I have been coding it in Python, which allows arbitrarily large integers and runs with multiple cores on my machine.

This is very interesting (really). but according to everything I've read the only way to determine Narcissistic Numbers (of which Armstrong Numbers are just a subset of three-digit numbers) is by brute force, i.e. testing each number to see if it is one. Even if your algorithm works, how can you make sure that you've found all of the Narcissistic numbers within a range?

grail · 06-29-2017, 02:46 AM

Here is another idea ... if we look at the 1000 numbers with 3 digit combinations, there are only 220 effective combinations that need to be tested as all others are repeats, as per Beryllos' example
of 145, 154, 415, 451, 514, and 541 all yielding the same solution.

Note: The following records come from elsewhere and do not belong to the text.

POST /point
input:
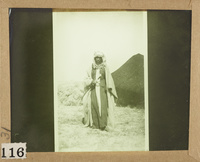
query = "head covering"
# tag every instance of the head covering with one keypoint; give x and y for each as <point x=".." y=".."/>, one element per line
<point x="99" y="54"/>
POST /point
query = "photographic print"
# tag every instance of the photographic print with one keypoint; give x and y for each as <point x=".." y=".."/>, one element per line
<point x="100" y="80"/>
<point x="99" y="71"/>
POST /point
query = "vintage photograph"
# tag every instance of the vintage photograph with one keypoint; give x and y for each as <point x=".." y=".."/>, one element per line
<point x="99" y="80"/>
<point x="100" y="72"/>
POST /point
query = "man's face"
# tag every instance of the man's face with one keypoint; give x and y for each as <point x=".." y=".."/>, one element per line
<point x="98" y="60"/>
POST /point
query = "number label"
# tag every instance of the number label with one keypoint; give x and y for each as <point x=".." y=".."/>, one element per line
<point x="13" y="150"/>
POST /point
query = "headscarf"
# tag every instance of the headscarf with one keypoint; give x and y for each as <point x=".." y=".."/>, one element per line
<point x="103" y="64"/>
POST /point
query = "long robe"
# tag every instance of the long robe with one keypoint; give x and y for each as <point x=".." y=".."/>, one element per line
<point x="99" y="115"/>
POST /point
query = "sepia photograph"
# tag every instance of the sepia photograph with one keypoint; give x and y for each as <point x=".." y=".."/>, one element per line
<point x="100" y="63"/>
<point x="100" y="80"/>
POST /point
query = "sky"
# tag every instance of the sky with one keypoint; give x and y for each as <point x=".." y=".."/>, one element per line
<point x="77" y="35"/>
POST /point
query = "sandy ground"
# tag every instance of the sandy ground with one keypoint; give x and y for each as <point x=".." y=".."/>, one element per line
<point x="128" y="135"/>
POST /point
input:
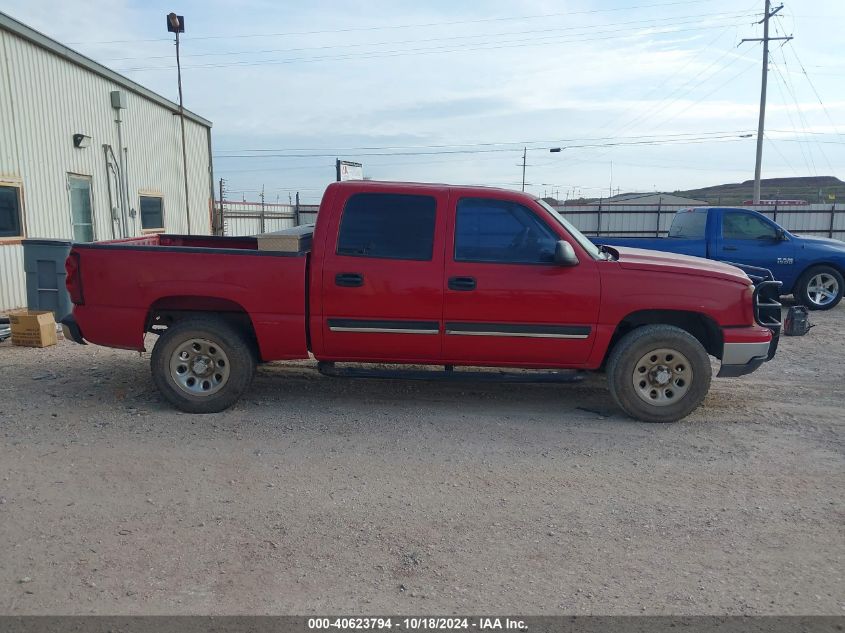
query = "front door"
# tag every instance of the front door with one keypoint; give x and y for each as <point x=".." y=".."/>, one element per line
<point x="381" y="286"/>
<point x="81" y="215"/>
<point x="506" y="301"/>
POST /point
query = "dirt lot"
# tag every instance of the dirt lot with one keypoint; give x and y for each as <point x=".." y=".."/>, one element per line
<point x="327" y="495"/>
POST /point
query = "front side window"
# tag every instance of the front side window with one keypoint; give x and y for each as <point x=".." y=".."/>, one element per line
<point x="152" y="212"/>
<point x="744" y="226"/>
<point x="688" y="225"/>
<point x="499" y="231"/>
<point x="10" y="212"/>
<point x="388" y="226"/>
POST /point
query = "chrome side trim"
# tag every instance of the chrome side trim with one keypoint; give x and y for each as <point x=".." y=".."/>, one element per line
<point x="516" y="334"/>
<point x="743" y="353"/>
<point x="382" y="330"/>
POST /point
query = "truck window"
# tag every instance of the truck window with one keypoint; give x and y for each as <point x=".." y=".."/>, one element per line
<point x="498" y="231"/>
<point x="388" y="226"/>
<point x="688" y="225"/>
<point x="744" y="226"/>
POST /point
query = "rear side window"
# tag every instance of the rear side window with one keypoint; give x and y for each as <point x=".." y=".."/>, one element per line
<point x="388" y="226"/>
<point x="744" y="226"/>
<point x="689" y="225"/>
<point x="498" y="231"/>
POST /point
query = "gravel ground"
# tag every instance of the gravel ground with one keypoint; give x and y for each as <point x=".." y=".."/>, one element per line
<point x="318" y="494"/>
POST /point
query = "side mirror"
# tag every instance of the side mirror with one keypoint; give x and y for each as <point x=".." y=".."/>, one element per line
<point x="565" y="254"/>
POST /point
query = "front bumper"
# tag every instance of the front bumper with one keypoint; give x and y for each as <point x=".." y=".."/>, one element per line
<point x="70" y="328"/>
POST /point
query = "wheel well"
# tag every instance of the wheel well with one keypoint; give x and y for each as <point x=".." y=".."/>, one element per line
<point x="166" y="311"/>
<point x="836" y="267"/>
<point x="702" y="327"/>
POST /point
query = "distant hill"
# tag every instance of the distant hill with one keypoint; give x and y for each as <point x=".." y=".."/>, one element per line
<point x="814" y="189"/>
<point x="773" y="189"/>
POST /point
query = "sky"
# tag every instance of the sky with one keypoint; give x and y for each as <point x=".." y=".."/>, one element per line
<point x="640" y="95"/>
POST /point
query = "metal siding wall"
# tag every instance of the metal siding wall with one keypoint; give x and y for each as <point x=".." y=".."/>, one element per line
<point x="44" y="100"/>
<point x="12" y="279"/>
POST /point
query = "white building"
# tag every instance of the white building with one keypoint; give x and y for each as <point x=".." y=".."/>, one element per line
<point x="68" y="168"/>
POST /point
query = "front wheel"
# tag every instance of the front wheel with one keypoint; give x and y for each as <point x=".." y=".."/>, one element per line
<point x="820" y="288"/>
<point x="658" y="373"/>
<point x="202" y="365"/>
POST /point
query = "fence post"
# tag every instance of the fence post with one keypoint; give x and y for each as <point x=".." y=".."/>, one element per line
<point x="832" y="217"/>
<point x="659" y="205"/>
<point x="598" y="219"/>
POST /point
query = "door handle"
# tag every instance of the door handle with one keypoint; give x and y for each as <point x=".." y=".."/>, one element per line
<point x="349" y="280"/>
<point x="461" y="283"/>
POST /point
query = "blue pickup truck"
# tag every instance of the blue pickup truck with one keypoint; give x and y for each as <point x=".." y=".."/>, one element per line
<point x="811" y="268"/>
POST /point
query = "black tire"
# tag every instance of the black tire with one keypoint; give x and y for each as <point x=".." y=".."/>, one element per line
<point x="806" y="297"/>
<point x="688" y="364"/>
<point x="223" y="345"/>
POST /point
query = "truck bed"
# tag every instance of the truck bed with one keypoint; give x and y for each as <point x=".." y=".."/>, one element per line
<point x="125" y="281"/>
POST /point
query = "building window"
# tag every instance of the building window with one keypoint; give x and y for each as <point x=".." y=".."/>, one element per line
<point x="10" y="212"/>
<point x="388" y="226"/>
<point x="152" y="212"/>
<point x="501" y="232"/>
<point x="81" y="214"/>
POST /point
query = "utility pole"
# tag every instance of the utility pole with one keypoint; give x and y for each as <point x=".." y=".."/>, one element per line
<point x="768" y="14"/>
<point x="262" y="211"/>
<point x="176" y="25"/>
<point x="221" y="220"/>
<point x="524" y="153"/>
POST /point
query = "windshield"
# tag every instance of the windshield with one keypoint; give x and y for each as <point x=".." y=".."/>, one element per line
<point x="585" y="243"/>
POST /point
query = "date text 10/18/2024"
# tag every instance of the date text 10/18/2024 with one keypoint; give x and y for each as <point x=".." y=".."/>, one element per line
<point x="417" y="623"/>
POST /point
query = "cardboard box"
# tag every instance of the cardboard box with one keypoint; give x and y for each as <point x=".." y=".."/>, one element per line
<point x="33" y="328"/>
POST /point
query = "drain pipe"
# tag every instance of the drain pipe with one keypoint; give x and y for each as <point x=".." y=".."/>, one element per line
<point x="119" y="179"/>
<point x="118" y="102"/>
<point x="132" y="212"/>
<point x="109" y="171"/>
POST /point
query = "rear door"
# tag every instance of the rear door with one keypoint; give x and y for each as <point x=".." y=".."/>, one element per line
<point x="748" y="238"/>
<point x="506" y="301"/>
<point x="382" y="295"/>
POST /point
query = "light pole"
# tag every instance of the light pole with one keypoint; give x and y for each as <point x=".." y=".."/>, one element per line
<point x="176" y="25"/>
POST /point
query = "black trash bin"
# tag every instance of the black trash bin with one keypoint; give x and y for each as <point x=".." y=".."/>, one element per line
<point x="44" y="264"/>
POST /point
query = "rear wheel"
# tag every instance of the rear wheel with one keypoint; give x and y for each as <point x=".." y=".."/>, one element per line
<point x="658" y="373"/>
<point x="202" y="365"/>
<point x="820" y="288"/>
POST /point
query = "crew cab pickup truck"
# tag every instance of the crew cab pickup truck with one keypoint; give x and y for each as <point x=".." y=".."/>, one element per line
<point x="423" y="274"/>
<point x="811" y="268"/>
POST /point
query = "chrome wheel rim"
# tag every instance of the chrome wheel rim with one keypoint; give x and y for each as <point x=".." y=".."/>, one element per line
<point x="822" y="289"/>
<point x="199" y="367"/>
<point x="662" y="377"/>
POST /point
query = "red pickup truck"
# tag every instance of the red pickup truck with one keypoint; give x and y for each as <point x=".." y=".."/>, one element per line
<point x="423" y="274"/>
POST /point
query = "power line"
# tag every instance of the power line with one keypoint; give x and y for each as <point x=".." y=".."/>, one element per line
<point x="645" y="23"/>
<point x="397" y="26"/>
<point x="680" y="141"/>
<point x="528" y="42"/>
<point x="489" y="143"/>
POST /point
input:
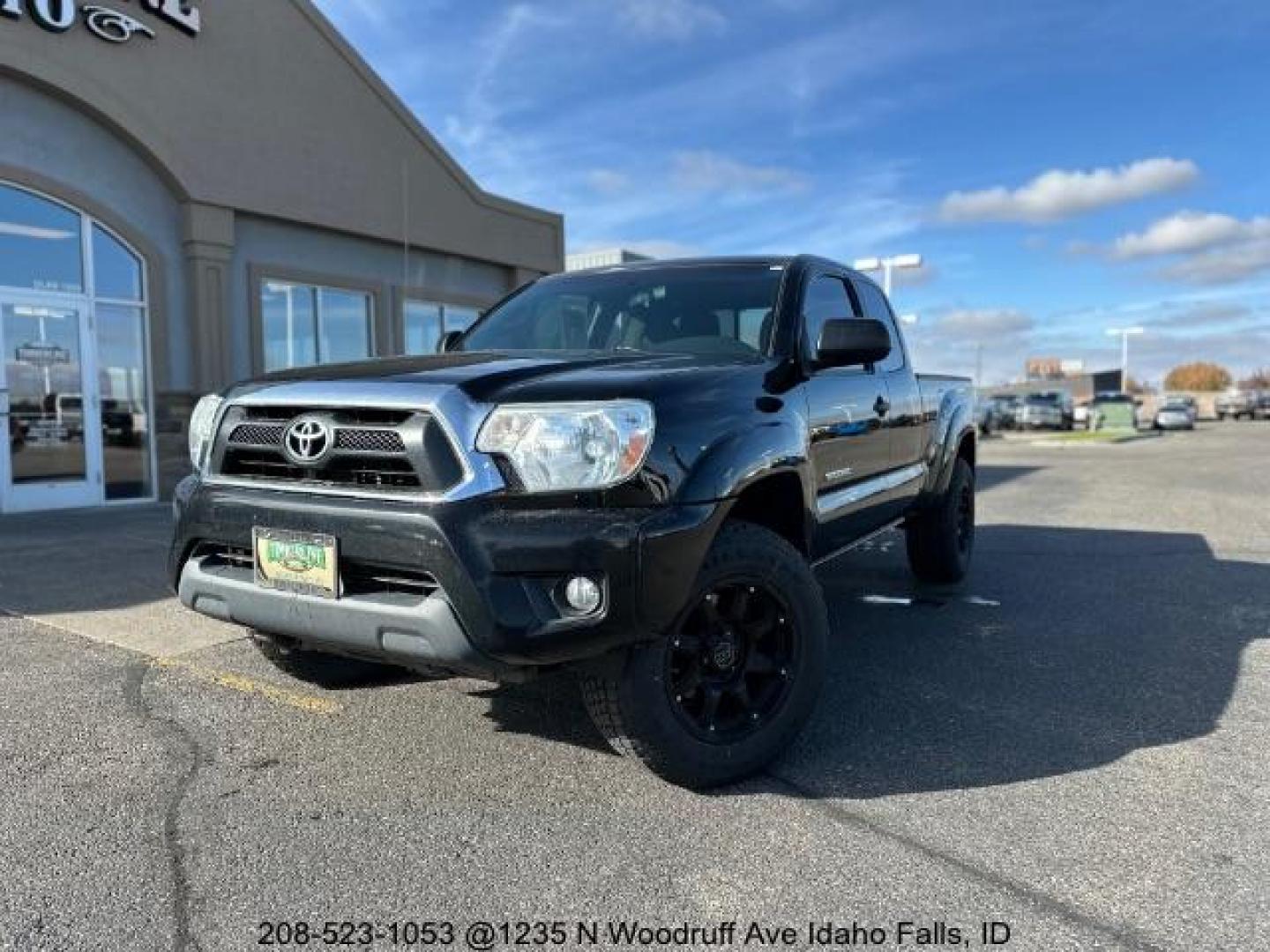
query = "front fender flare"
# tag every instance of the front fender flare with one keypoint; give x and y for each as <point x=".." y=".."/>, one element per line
<point x="741" y="458"/>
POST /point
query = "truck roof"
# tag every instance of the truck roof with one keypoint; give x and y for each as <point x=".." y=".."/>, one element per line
<point x="771" y="260"/>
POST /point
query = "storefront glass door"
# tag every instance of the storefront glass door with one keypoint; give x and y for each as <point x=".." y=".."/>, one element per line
<point x="49" y="405"/>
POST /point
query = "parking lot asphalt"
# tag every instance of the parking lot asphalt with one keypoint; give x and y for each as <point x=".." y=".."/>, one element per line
<point x="1072" y="743"/>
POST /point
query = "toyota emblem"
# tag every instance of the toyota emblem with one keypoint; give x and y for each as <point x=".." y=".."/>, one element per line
<point x="308" y="441"/>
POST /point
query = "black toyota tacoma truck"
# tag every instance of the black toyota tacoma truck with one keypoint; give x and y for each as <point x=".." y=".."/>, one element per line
<point x="630" y="471"/>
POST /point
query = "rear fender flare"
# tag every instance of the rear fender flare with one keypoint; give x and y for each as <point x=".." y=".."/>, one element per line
<point x="954" y="428"/>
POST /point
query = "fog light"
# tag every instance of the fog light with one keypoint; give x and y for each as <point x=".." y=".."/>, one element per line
<point x="582" y="594"/>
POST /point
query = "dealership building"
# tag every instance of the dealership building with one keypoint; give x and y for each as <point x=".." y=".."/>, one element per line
<point x="193" y="192"/>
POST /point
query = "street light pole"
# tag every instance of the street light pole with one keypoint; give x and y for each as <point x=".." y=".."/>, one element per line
<point x="1124" y="334"/>
<point x="886" y="265"/>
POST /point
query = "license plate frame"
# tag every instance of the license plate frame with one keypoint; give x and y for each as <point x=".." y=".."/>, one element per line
<point x="302" y="562"/>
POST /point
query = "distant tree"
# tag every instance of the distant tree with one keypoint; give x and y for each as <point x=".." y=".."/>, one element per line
<point x="1198" y="376"/>
<point x="1258" y="380"/>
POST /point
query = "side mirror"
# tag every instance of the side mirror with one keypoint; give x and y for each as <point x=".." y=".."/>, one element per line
<point x="851" y="343"/>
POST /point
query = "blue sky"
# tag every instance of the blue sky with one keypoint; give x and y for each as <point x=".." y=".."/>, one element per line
<point x="1064" y="167"/>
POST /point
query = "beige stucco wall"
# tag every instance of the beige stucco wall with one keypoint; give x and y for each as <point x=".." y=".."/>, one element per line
<point x="270" y="111"/>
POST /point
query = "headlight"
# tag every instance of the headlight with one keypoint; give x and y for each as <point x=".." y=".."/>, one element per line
<point x="556" y="447"/>
<point x="201" y="423"/>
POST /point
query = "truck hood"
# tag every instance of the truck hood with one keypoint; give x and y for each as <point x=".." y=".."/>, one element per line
<point x="527" y="376"/>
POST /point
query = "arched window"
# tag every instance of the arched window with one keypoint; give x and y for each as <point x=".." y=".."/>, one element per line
<point x="56" y="263"/>
<point x="41" y="244"/>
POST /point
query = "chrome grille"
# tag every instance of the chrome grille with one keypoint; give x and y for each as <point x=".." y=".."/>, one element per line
<point x="374" y="450"/>
<point x="258" y="435"/>
<point x="370" y="441"/>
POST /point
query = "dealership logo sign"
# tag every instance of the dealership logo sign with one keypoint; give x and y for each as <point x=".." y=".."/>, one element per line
<point x="104" y="22"/>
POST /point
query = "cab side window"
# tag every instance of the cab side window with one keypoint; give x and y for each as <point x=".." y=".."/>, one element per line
<point x="874" y="305"/>
<point x="826" y="299"/>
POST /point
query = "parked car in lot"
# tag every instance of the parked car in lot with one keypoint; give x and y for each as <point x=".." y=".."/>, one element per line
<point x="986" y="417"/>
<point x="629" y="472"/>
<point x="1177" y="414"/>
<point x="1263" y="404"/>
<point x="1236" y="404"/>
<point x="1006" y="407"/>
<point x="1081" y="414"/>
<point x="17" y="433"/>
<point x="1044" y="412"/>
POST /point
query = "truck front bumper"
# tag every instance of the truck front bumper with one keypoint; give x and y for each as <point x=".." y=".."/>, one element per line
<point x="489" y="570"/>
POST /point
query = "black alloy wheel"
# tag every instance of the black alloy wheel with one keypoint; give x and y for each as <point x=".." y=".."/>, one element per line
<point x="728" y="666"/>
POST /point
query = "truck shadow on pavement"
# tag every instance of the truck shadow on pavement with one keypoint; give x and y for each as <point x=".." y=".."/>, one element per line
<point x="1065" y="651"/>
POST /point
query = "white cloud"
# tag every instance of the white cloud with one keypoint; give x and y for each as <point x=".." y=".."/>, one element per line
<point x="975" y="324"/>
<point x="1203" y="315"/>
<point x="669" y="19"/>
<point x="609" y="182"/>
<point x="1222" y="265"/>
<point x="1189" y="231"/>
<point x="1059" y="193"/>
<point x="710" y="172"/>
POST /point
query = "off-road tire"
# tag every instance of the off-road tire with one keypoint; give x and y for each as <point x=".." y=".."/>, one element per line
<point x="941" y="539"/>
<point x="629" y="693"/>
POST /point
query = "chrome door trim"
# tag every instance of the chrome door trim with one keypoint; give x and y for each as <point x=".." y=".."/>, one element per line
<point x="832" y="504"/>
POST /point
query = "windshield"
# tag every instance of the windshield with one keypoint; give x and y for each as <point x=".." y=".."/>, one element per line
<point x="696" y="310"/>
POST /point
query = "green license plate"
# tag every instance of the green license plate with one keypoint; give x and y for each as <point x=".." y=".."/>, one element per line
<point x="306" y="562"/>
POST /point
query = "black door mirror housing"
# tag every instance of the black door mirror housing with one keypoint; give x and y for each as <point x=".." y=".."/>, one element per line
<point x="852" y="342"/>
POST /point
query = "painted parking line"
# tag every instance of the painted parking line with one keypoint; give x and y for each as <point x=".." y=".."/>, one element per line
<point x="299" y="700"/>
<point x="912" y="600"/>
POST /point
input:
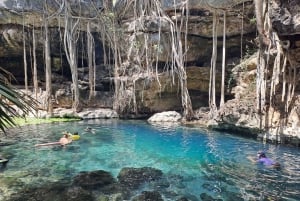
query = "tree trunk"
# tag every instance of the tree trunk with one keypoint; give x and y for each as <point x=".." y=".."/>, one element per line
<point x="212" y="87"/>
<point x="35" y="81"/>
<point x="25" y="61"/>
<point x="91" y="63"/>
<point x="48" y="69"/>
<point x="70" y="45"/>
<point x="223" y="62"/>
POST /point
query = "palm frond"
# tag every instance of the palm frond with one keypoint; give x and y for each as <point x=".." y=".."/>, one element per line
<point x="13" y="103"/>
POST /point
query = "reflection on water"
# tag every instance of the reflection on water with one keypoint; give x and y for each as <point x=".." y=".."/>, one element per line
<point x="198" y="164"/>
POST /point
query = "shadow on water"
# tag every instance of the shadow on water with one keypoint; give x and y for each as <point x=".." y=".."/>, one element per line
<point x="133" y="160"/>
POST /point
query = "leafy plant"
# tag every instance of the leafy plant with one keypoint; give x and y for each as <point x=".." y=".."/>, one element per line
<point x="13" y="103"/>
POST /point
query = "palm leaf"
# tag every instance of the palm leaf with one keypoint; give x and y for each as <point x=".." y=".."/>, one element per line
<point x="13" y="103"/>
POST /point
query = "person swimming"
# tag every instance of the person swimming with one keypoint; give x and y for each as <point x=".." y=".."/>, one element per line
<point x="264" y="160"/>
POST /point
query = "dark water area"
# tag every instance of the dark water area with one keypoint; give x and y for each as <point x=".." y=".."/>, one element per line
<point x="197" y="164"/>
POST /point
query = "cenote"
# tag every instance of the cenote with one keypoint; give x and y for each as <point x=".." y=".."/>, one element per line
<point x="196" y="164"/>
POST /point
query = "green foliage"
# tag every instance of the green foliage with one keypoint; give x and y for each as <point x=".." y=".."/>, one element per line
<point x="30" y="121"/>
<point x="13" y="103"/>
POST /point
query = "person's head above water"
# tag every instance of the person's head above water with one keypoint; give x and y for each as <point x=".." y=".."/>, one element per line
<point x="261" y="154"/>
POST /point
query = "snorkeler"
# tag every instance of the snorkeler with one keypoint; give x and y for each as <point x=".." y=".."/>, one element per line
<point x="263" y="159"/>
<point x="3" y="160"/>
<point x="90" y="130"/>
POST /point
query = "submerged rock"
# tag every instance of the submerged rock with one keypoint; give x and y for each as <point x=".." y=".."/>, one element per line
<point x="133" y="177"/>
<point x="94" y="180"/>
<point x="149" y="196"/>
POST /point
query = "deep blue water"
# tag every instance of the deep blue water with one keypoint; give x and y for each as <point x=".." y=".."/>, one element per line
<point x="193" y="160"/>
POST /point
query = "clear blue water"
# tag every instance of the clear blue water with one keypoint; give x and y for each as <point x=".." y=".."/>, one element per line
<point x="193" y="160"/>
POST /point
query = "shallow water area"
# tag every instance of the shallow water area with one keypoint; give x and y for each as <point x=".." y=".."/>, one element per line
<point x="197" y="164"/>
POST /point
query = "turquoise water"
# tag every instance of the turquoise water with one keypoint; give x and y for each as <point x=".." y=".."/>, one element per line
<point x="194" y="161"/>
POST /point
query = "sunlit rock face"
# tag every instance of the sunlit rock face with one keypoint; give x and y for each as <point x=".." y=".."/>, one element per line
<point x="18" y="17"/>
<point x="285" y="16"/>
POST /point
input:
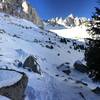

The nice thing on working from this direction is the growth of numbers to be tested as the power increases is considerably less than the total number added:

Code:

10 ^ 3 = 220 to test
10 ^ 4 = 715 to test
10 ^ 5 = 2002 to test
10 ^ 6 = 5005 to test
10 ^ 7 = 11440 to test

Of course the problem with the above scenario is trying to come up with what numbers are in the shortlist to be checked against.
As an idea, I tried this in Ruby and just getting the number above took ages, as you can see I never got to 8 or 9

pan64 · 06-29-2017, 04:50 AM

Quote:

Originally Posted by Beryllos

and the results:

Code:

$ time ./armstrong9s
Armstrong numbers:
000000000
000000001
146511208
472335975
534494836
912985153

real	0m5.274s
user	0m5.272s
sys	0m0.000s

I'm sorry, but that is incorrect. The leading zeroes cannot be taken into account, they modify the "length", the number of digits. The valid result is:

Code:

   (?)  0      153     1634    54748   548834  1741725 24678050 146511208
        1      370     8208    92727           4210818 24678051 472335975
        2      371     9474    93084           9800817 88593477 534494836
        3      407                             9926315          912985153
        4
        5
        6
        7
        8
        9

execution time is at about 23 sec on my box (with -O3)

Laserbeak · 06-29-2017, 05:39 AM

@Beryllos -- You really don't have to explicitly free() all that memory before you quit, when the process ends, the kernel will clean it up for you. You only have to free() memory that you malloc() when you're running a program that continues to run indefinitely and you want that memory back.